Residents are familiar with large tracts of land lying barren in the city’s centre where the Berlin Wall split it in two. The site of the old Wertheim department store near Potsdamer Platz, once Europe’s largest, is only now being redeveloped to house a shopping mall.
But political and commercial delays have been joined by technical ones. The airport’s serial postponements – it was meant to open in November – have been followed by news that the royal opera, which dates back to 1741, will not reopen in mid-2013 as first planned but in late 2015 at the earliest.
This has added to a sense among Berliners that the city is not working. The scale and complexity of reuniting a city divided for almost a generation means Berlin offers evidence both of stagnation and dynamism, says Manfred Kuhne, head of city planning in Berlin’s urban development ministry.
“Plenty of projects were completed very quickly, even by international comparison,” Mr. Kuhne says, mentioning two huge developments at Potsdamer Platz and the new central railway station. “But there are also a lot of projects that took much longer.”
Hans Stimmann, Berlin’s chief architect from 1991 to 2006 and the father of the city’s inner-city master plan, reckons both airport and opera were brought low by a very German obsession with technological sophistication.
“Germany is the country of the Audi A8 and the Mercedes S-Class,” he says. “We want everything to be technically perfect – and that applies to buildings ancient and modern.”

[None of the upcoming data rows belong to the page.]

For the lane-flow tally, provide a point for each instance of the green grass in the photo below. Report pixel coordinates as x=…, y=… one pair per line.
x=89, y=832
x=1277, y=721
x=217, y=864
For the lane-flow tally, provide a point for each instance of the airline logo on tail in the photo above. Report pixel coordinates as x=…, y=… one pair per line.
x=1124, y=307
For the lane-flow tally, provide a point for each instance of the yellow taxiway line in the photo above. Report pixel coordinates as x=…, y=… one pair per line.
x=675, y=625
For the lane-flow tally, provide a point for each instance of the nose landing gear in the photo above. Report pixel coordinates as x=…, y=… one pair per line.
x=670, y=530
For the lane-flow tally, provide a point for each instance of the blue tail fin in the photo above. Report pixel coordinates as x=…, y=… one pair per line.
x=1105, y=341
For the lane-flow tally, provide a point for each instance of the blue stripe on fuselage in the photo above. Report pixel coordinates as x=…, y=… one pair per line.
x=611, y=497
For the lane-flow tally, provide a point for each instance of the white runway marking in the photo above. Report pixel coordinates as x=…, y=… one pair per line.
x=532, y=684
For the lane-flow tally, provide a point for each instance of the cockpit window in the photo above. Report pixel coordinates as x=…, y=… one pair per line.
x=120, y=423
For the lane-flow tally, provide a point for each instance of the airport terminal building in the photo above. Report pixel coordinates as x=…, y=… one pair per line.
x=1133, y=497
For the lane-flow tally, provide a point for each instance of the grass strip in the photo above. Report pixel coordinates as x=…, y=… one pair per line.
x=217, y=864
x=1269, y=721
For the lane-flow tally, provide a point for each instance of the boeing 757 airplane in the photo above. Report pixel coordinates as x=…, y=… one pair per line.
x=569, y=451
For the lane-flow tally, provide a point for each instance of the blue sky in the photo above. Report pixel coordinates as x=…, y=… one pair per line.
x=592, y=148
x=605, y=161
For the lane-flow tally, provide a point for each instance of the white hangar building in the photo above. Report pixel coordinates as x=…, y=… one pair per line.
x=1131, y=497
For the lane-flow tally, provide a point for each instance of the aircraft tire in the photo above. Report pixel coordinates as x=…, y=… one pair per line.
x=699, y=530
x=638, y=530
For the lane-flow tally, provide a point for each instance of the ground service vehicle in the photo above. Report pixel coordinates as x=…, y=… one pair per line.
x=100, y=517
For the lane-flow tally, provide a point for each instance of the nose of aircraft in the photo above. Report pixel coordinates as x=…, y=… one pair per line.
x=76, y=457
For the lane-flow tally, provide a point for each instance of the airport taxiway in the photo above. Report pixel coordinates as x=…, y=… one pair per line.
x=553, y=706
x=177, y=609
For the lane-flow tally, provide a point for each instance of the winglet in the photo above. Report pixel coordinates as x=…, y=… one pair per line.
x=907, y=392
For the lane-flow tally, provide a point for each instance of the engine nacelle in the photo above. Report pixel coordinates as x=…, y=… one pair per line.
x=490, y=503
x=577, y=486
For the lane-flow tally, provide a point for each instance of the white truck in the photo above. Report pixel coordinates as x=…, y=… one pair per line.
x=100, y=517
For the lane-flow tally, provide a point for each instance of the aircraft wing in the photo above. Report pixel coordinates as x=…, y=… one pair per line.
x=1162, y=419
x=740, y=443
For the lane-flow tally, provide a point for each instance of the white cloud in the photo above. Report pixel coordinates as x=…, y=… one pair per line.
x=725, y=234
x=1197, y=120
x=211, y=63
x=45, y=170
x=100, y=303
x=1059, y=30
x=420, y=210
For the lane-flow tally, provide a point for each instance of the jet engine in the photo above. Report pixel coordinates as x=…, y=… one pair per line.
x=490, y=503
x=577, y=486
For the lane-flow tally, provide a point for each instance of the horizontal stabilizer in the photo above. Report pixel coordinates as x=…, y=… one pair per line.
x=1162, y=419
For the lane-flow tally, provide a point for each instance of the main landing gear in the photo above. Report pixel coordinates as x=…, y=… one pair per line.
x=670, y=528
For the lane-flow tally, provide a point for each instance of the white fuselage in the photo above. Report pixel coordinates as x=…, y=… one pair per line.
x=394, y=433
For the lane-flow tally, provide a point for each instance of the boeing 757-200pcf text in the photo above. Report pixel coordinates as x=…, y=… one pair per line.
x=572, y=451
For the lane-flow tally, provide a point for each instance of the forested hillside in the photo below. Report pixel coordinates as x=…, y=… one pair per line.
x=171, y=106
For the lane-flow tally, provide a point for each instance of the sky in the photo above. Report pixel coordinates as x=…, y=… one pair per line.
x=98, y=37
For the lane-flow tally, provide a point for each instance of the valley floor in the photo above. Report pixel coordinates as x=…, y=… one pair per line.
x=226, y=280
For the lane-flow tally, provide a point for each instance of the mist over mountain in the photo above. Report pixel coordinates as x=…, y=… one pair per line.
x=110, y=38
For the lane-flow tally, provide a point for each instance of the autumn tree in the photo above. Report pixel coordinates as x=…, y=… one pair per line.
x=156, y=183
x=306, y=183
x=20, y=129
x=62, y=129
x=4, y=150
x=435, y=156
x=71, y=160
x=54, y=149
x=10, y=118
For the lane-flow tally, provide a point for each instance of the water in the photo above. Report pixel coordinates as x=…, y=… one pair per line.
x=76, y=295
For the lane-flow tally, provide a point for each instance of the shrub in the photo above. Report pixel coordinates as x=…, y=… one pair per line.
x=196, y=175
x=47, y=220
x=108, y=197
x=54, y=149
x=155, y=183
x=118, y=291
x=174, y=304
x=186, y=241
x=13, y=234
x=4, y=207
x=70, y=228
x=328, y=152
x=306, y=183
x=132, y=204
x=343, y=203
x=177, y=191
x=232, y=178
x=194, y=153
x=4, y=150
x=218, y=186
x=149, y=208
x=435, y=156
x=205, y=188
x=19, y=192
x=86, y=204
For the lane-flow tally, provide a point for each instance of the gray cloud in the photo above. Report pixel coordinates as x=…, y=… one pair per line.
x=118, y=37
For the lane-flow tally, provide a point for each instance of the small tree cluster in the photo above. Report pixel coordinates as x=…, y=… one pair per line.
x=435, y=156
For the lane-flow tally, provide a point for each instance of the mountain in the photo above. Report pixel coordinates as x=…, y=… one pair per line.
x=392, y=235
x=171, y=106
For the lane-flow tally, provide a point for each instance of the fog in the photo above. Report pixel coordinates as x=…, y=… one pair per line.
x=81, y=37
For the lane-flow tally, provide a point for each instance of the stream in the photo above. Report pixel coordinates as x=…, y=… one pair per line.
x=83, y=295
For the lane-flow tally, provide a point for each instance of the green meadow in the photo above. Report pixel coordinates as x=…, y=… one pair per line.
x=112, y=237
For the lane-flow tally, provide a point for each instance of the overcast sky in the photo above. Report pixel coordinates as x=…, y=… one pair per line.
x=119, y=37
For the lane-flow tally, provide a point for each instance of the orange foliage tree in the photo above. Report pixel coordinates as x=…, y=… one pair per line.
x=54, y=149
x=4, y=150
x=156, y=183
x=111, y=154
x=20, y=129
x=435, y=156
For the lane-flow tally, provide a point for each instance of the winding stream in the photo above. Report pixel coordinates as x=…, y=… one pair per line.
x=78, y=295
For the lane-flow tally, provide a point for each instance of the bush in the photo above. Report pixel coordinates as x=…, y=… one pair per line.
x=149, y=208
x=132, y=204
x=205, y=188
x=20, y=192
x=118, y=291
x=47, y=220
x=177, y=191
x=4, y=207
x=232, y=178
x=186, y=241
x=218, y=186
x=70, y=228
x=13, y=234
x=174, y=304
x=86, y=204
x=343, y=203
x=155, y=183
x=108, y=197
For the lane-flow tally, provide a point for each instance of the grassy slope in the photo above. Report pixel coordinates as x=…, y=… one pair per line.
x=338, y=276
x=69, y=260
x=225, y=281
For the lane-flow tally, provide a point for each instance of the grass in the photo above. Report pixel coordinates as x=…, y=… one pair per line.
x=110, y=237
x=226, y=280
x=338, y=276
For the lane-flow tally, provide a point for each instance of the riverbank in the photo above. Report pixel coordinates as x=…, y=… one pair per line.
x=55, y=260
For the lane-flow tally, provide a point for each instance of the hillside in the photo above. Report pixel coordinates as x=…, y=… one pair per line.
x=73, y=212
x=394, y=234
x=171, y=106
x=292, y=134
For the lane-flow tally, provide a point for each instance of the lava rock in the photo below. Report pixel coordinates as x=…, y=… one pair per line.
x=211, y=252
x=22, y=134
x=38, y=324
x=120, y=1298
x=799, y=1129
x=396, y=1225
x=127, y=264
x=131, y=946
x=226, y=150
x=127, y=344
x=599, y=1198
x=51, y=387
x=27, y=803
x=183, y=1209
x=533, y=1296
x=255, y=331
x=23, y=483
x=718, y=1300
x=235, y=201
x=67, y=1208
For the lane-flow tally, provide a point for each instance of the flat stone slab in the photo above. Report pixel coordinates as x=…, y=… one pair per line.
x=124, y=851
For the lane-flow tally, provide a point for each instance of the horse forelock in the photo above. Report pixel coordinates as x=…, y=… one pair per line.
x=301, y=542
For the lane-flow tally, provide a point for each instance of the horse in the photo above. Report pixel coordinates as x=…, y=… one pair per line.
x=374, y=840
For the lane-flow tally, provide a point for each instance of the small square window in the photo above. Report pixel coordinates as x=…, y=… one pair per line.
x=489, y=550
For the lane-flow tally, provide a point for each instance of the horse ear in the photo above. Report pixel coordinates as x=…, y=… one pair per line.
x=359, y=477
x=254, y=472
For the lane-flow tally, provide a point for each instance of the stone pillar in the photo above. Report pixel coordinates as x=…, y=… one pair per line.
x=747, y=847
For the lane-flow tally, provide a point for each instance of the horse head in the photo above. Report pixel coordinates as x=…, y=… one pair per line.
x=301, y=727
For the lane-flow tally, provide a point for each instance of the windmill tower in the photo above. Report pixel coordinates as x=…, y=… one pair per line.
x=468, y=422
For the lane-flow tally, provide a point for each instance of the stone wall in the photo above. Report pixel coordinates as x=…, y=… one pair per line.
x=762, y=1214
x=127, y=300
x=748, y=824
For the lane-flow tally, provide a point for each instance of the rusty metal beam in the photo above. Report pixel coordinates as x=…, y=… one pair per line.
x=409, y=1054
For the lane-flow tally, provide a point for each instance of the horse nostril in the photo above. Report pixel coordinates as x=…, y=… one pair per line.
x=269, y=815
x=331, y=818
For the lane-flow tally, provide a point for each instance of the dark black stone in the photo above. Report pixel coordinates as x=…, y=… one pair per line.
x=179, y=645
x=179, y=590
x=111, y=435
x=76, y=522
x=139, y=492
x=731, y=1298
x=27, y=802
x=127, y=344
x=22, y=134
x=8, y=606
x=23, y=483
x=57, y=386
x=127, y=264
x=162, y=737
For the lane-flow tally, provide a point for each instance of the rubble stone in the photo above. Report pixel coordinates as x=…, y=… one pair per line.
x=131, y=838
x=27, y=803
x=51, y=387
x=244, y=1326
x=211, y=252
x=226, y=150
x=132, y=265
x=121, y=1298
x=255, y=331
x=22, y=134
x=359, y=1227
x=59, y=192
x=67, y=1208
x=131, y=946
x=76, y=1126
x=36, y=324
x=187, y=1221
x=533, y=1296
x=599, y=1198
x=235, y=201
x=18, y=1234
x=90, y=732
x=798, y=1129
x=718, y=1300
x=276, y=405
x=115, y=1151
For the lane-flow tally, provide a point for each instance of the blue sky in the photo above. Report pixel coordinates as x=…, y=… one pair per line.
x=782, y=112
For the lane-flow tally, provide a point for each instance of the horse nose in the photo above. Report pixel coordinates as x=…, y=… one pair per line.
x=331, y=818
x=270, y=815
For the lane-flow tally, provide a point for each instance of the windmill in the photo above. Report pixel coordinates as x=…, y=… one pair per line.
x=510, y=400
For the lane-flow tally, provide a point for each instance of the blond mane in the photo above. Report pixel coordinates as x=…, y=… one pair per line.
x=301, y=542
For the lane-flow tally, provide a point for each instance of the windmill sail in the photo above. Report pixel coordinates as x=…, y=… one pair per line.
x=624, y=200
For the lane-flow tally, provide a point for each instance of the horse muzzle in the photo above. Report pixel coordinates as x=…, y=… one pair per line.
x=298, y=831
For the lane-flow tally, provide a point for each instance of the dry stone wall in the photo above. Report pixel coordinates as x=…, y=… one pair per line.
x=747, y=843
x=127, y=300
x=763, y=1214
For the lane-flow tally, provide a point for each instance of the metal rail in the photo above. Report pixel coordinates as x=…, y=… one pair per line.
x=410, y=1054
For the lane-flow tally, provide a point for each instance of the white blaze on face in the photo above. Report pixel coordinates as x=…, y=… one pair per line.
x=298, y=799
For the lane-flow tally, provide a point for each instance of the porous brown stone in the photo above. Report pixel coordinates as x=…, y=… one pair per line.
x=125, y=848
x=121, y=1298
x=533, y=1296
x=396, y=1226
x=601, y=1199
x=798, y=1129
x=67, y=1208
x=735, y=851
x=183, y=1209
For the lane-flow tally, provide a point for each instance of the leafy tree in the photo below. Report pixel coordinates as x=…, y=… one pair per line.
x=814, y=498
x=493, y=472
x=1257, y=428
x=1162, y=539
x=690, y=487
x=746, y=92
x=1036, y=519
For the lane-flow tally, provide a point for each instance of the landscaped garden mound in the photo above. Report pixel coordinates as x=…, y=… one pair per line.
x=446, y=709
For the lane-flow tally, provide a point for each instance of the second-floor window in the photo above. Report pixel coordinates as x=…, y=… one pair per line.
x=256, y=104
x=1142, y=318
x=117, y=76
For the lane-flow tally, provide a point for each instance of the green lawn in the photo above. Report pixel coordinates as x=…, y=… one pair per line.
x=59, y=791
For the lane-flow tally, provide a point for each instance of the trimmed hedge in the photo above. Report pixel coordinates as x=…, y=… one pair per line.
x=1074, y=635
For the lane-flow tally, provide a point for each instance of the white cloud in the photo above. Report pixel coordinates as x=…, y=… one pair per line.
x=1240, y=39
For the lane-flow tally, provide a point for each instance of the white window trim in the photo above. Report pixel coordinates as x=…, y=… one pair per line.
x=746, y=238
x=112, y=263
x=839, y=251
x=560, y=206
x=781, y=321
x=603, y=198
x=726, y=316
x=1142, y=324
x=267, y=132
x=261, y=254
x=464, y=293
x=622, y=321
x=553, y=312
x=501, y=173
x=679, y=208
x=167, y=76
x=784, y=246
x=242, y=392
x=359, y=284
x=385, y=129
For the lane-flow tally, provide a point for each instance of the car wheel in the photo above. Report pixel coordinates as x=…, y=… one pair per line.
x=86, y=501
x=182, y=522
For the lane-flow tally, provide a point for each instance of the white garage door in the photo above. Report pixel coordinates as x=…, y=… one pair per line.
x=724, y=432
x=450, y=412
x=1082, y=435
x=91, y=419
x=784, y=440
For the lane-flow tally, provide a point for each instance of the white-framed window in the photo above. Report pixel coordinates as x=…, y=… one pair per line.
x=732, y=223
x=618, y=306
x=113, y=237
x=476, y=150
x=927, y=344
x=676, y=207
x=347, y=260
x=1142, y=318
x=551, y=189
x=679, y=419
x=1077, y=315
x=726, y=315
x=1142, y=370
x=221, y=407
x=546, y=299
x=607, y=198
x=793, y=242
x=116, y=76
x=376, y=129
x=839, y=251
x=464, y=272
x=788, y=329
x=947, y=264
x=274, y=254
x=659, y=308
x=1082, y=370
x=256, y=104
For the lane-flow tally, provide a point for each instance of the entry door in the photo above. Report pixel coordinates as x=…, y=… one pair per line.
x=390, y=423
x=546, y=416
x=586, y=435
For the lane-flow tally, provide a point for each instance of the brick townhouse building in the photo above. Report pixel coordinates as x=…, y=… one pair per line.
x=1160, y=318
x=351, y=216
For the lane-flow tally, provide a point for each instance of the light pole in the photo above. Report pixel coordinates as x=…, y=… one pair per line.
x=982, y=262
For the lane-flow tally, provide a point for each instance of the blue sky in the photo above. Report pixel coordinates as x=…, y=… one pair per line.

The refurbishment of the opera involves, in effect, placing a modern opera house within a slender baroque corset, requiring much digging and tunnelling in and around the historic building. Unpleasant surprises were almost inevitable – newly discovered ruins are now causing the delay.
At the airport, the designers wanted to install an ultra-discreet, state-of-the-art fire-safety system, but they appear to have told their political bosses too late that their technological ambition had run far ahead of their ability to realize it on time.
While Mr. Stimmann is relatively relaxed about the opera’s problems – “these kind of things happen with old buildings” – he is scathing about the airport delay.
“It is a disaster for Germany’s reputation for technology and manufacturing,” he says. “This is the sort of ‘standard’ big public works project we are meant to be good at.”
Public-works debacles are damaging the city’s image as a place to do business, warns Berlin’s chamber of commerce. “People always look at Germany and expect things to be very well-organized,” says Rainer Schwarz, managing director.
Yet despite a weak local economy, the city has become a magnet for people from all over the world. New arrivals have outnumbered those leaving since 2005 and of the 40,000 who came last year two-thirds were from outside Germany.
Mr. Kaminer, whose first book Russian Disco is about “the everyday lunacy on the streets of Berlin,” says the new airport is the place where traditional German caution and a penchant for meticulous planning meet “this Babylonian tower of multiplicity and bombast.”
The city’s chaos offers the chance to turn “this country of insurance companies” into something more daring, he says. “We’re just re-inscribing what it means to be German, and Berlin is at the vanguard.”